🤖 AI Summary
Existing phenotypic concept recognition methods rely heavily on ontology-specific supervised training, exhibiting poor generalizability across diverse clinical texts and dynamically evolving biomedical terminology. To address this, we propose a three-stage ontology-agnostic prompting framework: (1) rule- and neural model–integrated entity mention extraction; (2) SapBERT-driven candidate retrieval; and (3) large language model–guided entity linking. Our approach eliminates strong dependencies on manually annotated data and ontology schemata, significantly enhancing transferability across heterogeneous text genres, ontologies, and emerging terms. Evaluated on four benchmark datasets, it achieves state-of-the-art performance at both mention-level and document-level metrics.

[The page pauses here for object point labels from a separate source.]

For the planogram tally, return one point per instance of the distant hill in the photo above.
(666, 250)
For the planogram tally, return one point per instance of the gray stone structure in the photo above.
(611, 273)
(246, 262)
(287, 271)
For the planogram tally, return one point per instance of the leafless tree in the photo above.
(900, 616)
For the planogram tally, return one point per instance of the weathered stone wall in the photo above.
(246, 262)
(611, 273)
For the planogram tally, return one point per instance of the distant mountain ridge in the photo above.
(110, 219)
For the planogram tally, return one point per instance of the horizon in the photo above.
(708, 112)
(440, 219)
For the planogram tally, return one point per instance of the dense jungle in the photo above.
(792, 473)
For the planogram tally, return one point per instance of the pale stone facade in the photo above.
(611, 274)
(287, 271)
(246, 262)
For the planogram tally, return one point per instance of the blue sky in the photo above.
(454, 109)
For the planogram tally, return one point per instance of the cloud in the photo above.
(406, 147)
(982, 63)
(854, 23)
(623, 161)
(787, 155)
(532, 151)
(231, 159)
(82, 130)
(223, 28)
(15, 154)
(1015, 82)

The core innovation lies in the first integration of lightweight prompt engineering with domain-adapted retrieval, enabling robust, low-dependency phenotypic concept recognition without ontology customization or extensive labeled resources.
📝 Abstract
Phenotype concept recognition (CR) is a fundamental task in biomedical text mining, enabling applications such as clinical diagnostics and knowledge graph construction. However, existing methods often require ontology-specific training and struggle to generalize across diverse text types and evolving biomedical terminology. We present AutoPCR, a prompt-based phenotype CR method that does not require ontology-specific training. AutoPCR performs CR in three stages: entity extraction using a hybrid of rule-based and neural tagging strategies, candidate retrieval via SapBERT, and entity linking through prompting a large language model. Experiments on four benchmark datasets show that AutoPCR achieves the best average and most robust performance across both mention-level and document-level evaluations, surpassing prior state-of-the-art methods. Further ablation and transfer studies demonstrate its inductive capability and generalizability to new ontologies.